More and more people are first considering, and then tackling the challenging, but rewarding practice of living off the grid.
In order to live off the grid successfully, as well as prosper in what can be a very tough environment, there are basic self reliance skills that when mastered will allow you to accomplish so much more without the need for controlling institutions.
For many, the idea seems simple, maybe even ideal. But then again, most who first consider it, vicariously live through images, videos, and articles found online and few factor in the actual skills that life off grid will require. Even fewer take action to learn those skills before cutting off ties with the power grid.
Unfortunately, those who choose to pursue a life off grid without certain knowledge will find themselves at a significant disadvantage to the individual who did a little bit of extra effort to familiarize themselves with these critical homesteading skills.
A life off grid, is exactly what it sounds like – a life where every choice and every unique skill the individual possesses will be tested with either a positive or negative outcome.
Below are a few basic but highly necessary self reliance skills that every person choosing to live off grid should hone before taking the next step and ‘unplugging’ from the comforts of modern society.
Water Collection, Water Storage, & Water Purification
One of the very first skills that anyone living off the grid should thoroughly study and master is water collection and purification. Water is absolutely essential for survival and something that you’ll use a good amount of every day of your life.
Learn the best methods for water collection such as rain water collection with barrels or ideally piping directly to a freshwater spring.
Learn To Reuse Water As Much As You Can.
Utilize Gray Water. Gray water is the runoff water remaining in the final collection unit after general hygiene, the cleaning of dishes, clothes washing machines, or any other uses of water aside from flushing the toilet.
As long as you’ve used a very mild or biodegradable/ natural soap, this water can be used again to water food plots, herb gardens, or other yard plants. Generally Gray water is considered non-potable, ie it is not safe to drink. But just because you can’t drink it doesn’t mean it can’t be used for plenty of other useful things.

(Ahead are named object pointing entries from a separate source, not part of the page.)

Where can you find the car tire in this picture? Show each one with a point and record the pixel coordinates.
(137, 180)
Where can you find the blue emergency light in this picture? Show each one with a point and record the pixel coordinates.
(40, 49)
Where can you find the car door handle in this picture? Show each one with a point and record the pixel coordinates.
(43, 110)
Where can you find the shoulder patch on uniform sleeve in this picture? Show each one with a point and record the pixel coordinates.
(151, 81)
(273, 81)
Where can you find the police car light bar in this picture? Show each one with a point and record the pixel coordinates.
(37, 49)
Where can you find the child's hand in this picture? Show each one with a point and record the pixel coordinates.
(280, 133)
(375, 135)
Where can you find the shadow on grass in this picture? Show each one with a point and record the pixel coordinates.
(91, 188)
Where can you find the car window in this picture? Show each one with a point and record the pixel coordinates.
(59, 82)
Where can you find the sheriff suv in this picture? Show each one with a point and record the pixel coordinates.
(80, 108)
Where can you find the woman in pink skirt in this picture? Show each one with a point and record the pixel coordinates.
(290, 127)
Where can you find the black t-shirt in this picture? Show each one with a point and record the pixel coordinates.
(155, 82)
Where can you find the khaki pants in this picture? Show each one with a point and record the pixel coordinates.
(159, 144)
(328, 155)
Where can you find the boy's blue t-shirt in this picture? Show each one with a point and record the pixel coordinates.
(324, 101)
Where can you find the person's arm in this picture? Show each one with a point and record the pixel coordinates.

At a minimum this non-potable water is great for filling up the toilet bowl to use for flushing.
Regrettably, living off grid, you’re more likely to find non-potable water sources much more often than you are to find fresh springs or open wells. Meaning that learning multiple ways of collecting, storing and purifying a steady supply of clean, fresh water for drinking and food preparation should always be a high priority task.
Solar Energy Collection, Storage and Use
One of the very first things to consider, for most people, when living off grid is going to be basic human comforts – most commonly, those things that we’ve grown accustomed to and, in turn, now take for granted.
Learning about solar energy, the collection, storage and use of that solar energy will prove to be an asset to anyone on or off grid. Solar energy offers many advantages compared to the use of generators, one of the first and largest being the general cost factor.
Second, you don’t want to be taking tons of trips to the local gas station because, in reality – that’s one of the sole reasons many people chose to live off grid in the first place – to escape their dependence on the modern world and enjoy a more peaceful, environmentally friendly and self sufficient lifestyle.
Utilizing solar panels and a basic collection and storage system (batteries) along with an inverter will allow you to maintain a fundamental sense of connection to the world at large, by providing a power source for modern devices like your computer, cell phone, and other everyday comfort devices.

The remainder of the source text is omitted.